El presidente de El Salvador, Nayib Bukele, anunció el jueves el despido de más de 300 empleados del Ministerio de Cultura, argumentando que promovían «agendas que no son compatibles con la visión de este gobierno». Esta medida, según Bukele, forma parte de la «medicina amarga» necesaria para mejorar la situación económica del país, una promesa hecha durante su discurso de toma de posesión el pasado 1 de junio.

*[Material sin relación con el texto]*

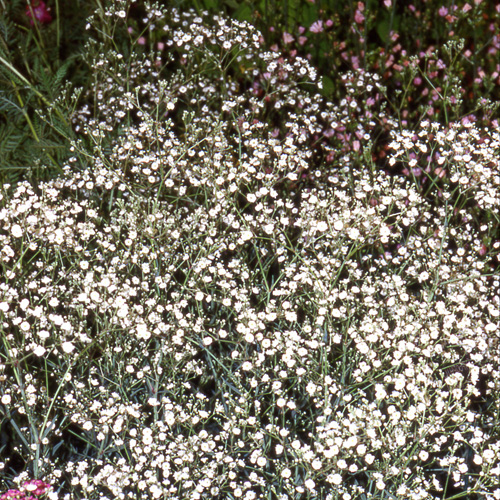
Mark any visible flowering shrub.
[0,2,500,500]
[0,479,51,500]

El conflicto surgió tras la cancelación de la obra de teatro «Inmoral» en el Palacio Nacional el 16 de junio, dirigida por Marvin Pleitez, conocido como «Lady Drag». El Ministerio de Cultura consideró su contenido como inapropiado para las familias salvadoreñas, desatando críticas y debates en la comunidad LGTBI+ y sectores culturales.
Raúl Castillo, Ministro de Cultura, respaldó la decisión presidencial, enfatizando su compromiso con la protección de los valores y la cultura del país. «Es impostergable la reestructuración en el Ministerio de Cultura», afirmó Castillo.
Diputados y alcaldes del partido Nuevas Ideas aplaudieron la medida de Bukele. La diputada Alexia Rivas criticó abiertamente la Agenda 2030 de las Naciones Unidas, asegurando que no tiene lugar en El Salvador, un país que ella describió como «pro vida» y defensor de la «familia tradicional». Por su parte, el diputado William Soriano expresó que los promotores de la Agenda 2030 no tienen espacio en el gobierno salvadoreño.
Marcela Pineda, exdiputada y alcaldesa de La Paz Este, respaldó la decisión presidencial y felicitó al Ministro Castillo por su gestión. «Estamos claros sobre el país que queremos construir», escribió Pineda.
Aunque en el presidente Bukele no especifico a que se refiere con agendas no compatibles, los funcionarios afirman se trata de la agenda 2030 de la ONU.